Come in ogni plot che si rispetti, arriva il nipote, un ragazzo da controllare in assenza della madre, che lo dipinge come problematico, ma che rappresenta invece quella generazione che lavora gratis la notte per ripulire la città dall’amianto, che sfoga la rabbia infantilmente nei videogiochi e vuole forse solo conoscere la famiglia.

Questo è un film che racconta cosa sta sotto la scorza, sotto la dura pelle di chi giudichiamo all’istante, che mostra attraverso le conseguenze cosa sta dietro alla gloria di uno sport così estremo. La boxe rovina la vita, "ti mette costantemente in pericolo, o muori o sei in prigione".

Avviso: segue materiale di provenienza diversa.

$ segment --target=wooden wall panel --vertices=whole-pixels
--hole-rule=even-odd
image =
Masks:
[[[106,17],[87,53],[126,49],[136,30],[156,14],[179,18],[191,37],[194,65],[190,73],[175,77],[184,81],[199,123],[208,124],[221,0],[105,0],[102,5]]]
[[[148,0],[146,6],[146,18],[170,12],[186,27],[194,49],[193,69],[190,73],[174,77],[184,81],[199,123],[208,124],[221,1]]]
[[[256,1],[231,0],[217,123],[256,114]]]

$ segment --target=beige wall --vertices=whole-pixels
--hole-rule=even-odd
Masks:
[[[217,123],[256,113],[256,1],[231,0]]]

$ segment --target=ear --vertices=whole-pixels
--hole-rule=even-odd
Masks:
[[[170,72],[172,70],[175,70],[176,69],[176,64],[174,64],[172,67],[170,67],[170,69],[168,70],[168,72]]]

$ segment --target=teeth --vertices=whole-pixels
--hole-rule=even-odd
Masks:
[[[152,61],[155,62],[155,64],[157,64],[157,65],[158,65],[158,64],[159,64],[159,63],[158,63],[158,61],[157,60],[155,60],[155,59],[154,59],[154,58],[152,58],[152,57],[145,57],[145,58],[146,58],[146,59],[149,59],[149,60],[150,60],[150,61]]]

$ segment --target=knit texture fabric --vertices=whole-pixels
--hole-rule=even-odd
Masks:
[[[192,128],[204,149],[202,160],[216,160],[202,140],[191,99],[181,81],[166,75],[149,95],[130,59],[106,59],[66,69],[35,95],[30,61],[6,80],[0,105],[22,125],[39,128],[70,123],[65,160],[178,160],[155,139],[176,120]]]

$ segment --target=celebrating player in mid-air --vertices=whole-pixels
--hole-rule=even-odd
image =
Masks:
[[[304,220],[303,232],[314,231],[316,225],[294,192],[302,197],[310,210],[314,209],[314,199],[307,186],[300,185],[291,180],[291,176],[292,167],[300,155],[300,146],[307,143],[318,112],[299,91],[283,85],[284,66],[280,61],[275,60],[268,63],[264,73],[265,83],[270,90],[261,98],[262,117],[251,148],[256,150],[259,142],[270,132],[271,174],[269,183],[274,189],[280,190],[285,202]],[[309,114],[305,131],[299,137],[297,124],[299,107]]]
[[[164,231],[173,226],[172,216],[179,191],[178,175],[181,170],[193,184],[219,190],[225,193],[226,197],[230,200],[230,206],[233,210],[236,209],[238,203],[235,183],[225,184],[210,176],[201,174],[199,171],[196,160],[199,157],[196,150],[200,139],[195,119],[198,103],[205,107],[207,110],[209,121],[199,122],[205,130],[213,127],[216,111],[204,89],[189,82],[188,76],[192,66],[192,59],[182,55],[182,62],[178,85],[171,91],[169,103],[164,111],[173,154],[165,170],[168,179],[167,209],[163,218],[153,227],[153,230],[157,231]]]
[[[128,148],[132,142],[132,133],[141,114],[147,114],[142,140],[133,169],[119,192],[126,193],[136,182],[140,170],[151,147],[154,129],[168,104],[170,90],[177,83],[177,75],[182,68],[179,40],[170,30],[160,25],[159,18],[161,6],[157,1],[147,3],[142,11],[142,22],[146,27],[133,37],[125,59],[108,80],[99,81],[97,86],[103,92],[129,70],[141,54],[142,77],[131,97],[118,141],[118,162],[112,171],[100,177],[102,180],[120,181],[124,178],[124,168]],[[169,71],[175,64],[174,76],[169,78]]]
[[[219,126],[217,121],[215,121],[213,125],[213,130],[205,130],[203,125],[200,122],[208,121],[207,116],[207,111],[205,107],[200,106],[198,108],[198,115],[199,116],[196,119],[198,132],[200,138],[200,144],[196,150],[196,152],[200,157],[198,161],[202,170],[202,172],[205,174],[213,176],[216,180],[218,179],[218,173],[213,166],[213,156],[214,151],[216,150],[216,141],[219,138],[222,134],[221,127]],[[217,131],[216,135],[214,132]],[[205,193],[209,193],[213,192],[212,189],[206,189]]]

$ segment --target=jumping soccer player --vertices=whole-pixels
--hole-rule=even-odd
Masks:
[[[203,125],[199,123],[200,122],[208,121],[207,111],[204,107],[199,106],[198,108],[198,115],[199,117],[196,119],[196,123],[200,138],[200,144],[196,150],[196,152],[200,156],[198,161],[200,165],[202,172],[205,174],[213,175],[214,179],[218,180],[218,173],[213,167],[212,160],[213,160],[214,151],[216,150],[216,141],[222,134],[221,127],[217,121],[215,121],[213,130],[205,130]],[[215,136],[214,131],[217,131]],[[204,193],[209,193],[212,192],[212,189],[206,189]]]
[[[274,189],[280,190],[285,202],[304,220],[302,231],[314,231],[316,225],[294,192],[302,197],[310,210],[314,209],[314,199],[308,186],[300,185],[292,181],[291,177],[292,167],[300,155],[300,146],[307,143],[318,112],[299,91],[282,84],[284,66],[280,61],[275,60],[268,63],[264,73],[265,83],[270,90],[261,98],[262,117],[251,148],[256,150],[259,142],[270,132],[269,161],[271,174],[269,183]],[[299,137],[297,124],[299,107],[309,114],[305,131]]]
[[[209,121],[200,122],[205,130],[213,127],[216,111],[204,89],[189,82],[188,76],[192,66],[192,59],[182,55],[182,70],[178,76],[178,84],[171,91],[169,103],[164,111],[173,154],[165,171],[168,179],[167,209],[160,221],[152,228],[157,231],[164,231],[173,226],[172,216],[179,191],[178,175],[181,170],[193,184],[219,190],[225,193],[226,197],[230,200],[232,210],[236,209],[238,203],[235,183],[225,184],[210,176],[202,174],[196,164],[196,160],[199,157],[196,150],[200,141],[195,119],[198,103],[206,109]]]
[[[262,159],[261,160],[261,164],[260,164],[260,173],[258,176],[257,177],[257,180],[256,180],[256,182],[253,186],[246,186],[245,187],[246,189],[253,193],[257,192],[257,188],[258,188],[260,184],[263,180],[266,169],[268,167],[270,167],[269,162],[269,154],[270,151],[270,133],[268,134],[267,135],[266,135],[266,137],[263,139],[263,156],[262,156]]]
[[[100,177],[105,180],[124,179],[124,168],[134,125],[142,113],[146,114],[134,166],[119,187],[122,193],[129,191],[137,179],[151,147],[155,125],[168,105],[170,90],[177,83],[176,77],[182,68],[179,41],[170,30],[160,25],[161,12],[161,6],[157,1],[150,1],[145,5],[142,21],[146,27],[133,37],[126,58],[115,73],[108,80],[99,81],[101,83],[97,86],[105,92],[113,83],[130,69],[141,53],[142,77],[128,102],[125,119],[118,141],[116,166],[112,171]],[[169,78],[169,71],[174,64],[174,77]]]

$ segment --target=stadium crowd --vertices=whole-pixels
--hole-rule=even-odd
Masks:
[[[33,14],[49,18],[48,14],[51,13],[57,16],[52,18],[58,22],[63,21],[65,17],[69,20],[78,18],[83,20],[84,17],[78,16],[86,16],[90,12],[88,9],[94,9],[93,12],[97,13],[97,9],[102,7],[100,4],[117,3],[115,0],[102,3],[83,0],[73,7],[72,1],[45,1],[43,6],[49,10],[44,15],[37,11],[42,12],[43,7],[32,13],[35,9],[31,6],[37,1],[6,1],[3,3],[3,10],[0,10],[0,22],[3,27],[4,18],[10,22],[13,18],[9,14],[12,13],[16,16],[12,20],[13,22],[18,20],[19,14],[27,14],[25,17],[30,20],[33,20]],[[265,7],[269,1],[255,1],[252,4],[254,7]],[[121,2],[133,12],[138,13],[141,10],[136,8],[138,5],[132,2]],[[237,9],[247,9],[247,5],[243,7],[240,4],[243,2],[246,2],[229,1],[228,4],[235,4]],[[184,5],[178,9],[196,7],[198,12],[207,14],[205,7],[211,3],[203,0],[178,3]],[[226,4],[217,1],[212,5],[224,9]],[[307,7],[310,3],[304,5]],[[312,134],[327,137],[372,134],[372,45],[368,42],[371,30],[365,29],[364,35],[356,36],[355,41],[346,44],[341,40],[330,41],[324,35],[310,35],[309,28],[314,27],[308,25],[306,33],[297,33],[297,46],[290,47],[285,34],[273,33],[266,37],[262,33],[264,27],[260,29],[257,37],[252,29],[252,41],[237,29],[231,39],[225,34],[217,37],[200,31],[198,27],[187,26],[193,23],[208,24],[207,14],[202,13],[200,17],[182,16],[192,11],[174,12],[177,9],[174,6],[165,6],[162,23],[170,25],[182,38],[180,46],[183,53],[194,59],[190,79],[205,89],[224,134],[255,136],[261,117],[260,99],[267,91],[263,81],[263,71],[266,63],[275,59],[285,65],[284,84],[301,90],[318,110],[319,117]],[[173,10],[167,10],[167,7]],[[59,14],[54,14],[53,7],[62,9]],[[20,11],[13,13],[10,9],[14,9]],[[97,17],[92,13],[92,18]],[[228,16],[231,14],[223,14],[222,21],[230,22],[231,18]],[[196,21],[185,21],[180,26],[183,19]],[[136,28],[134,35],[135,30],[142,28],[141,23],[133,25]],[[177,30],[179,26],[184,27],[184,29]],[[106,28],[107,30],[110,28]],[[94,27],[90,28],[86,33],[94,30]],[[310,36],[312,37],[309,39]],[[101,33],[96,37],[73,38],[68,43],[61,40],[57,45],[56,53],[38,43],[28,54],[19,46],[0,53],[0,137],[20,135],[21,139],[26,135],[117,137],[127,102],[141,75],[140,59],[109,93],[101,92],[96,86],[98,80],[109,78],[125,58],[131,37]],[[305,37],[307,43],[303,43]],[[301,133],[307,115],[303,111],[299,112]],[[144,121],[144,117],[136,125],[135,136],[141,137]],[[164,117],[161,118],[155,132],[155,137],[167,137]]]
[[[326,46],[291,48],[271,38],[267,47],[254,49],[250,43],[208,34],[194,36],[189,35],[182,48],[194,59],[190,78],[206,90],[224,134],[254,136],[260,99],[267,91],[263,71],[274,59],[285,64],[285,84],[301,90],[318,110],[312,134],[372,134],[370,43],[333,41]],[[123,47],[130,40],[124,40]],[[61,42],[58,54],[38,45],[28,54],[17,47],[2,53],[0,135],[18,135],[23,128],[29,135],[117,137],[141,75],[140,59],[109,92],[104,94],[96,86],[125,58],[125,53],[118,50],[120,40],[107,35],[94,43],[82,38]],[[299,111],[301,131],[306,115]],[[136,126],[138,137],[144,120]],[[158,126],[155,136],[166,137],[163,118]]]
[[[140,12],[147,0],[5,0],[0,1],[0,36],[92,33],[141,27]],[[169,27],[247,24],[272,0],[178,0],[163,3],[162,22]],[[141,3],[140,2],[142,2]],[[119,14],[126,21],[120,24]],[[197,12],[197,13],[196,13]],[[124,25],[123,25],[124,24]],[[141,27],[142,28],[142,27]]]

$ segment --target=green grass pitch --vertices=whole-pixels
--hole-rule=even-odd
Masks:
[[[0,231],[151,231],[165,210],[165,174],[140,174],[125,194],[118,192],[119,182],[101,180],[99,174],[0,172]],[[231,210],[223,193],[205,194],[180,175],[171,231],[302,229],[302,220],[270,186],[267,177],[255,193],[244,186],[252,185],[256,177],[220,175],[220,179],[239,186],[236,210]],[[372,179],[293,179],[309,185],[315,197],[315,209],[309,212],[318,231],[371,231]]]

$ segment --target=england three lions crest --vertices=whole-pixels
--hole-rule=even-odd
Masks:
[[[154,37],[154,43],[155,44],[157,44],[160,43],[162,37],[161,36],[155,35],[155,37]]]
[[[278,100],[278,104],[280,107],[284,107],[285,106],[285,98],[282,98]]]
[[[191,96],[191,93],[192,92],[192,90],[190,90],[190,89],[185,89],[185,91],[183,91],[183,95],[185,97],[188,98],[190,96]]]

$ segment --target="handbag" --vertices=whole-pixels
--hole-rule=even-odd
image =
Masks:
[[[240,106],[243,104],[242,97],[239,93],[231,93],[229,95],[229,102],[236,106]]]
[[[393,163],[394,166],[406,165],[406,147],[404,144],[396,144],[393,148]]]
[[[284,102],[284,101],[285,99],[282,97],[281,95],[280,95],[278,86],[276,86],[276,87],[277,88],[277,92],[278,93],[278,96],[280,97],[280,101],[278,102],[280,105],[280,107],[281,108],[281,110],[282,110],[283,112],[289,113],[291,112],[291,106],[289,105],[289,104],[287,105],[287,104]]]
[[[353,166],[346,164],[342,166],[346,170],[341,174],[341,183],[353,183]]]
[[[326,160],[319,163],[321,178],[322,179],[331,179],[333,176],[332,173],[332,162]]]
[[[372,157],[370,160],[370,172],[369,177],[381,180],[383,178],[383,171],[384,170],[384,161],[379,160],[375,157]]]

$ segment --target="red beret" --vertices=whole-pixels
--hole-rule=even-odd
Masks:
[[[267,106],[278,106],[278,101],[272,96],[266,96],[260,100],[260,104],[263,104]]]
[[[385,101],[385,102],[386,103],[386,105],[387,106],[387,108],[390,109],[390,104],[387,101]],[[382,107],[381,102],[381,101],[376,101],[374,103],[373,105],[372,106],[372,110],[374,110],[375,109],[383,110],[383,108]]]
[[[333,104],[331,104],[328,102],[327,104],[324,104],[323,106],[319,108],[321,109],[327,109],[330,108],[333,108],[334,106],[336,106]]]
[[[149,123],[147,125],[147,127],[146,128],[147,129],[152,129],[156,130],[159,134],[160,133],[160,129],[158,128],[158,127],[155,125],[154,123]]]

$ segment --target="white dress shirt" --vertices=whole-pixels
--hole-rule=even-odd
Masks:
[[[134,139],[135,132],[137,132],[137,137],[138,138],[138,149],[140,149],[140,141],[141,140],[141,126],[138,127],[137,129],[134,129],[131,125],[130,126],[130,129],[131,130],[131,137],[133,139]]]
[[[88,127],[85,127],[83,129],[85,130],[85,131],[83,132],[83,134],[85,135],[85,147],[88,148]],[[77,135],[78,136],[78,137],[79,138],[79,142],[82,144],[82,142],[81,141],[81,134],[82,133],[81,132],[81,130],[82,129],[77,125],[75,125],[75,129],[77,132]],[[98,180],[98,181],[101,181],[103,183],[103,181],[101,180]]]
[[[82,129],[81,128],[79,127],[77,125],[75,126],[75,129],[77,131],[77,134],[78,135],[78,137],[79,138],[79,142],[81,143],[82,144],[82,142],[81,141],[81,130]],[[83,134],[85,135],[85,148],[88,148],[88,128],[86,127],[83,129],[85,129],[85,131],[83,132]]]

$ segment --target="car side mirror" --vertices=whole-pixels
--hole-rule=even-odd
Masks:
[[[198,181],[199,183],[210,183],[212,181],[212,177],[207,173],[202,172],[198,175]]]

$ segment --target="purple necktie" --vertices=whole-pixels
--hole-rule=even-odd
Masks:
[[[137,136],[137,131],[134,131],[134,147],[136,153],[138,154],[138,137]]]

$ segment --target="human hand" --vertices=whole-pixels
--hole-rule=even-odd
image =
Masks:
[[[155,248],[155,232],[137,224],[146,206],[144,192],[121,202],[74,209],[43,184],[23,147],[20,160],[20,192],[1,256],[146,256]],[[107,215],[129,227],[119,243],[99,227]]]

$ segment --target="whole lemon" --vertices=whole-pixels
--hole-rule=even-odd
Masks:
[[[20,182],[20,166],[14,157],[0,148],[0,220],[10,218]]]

‘Bang Bang’ sembra riprendere quei topoi a cui siamo abituati nei film sportivi, con il percorso di redenzione dell’antieroe attraverso la crescita formativa dell’alunno e una certa morale. Ma esce dai binari spesso e volentieri, schiva la noia e la prevedibilità, dimostrando – se mai ce ne fosse bisogno – che la realtà è molto più vitale di una finzione edulcorata. Il film vuole mostrare la sofferenza che sta dentro, ma soprattutto fuori dal ring, e si rivolge dichiaratamente a tutte le persone che vivono questa condizione. E noi, non vogliamo che lo sporco, smilzo, malconcio ‘Bang Bang’ perda, mai.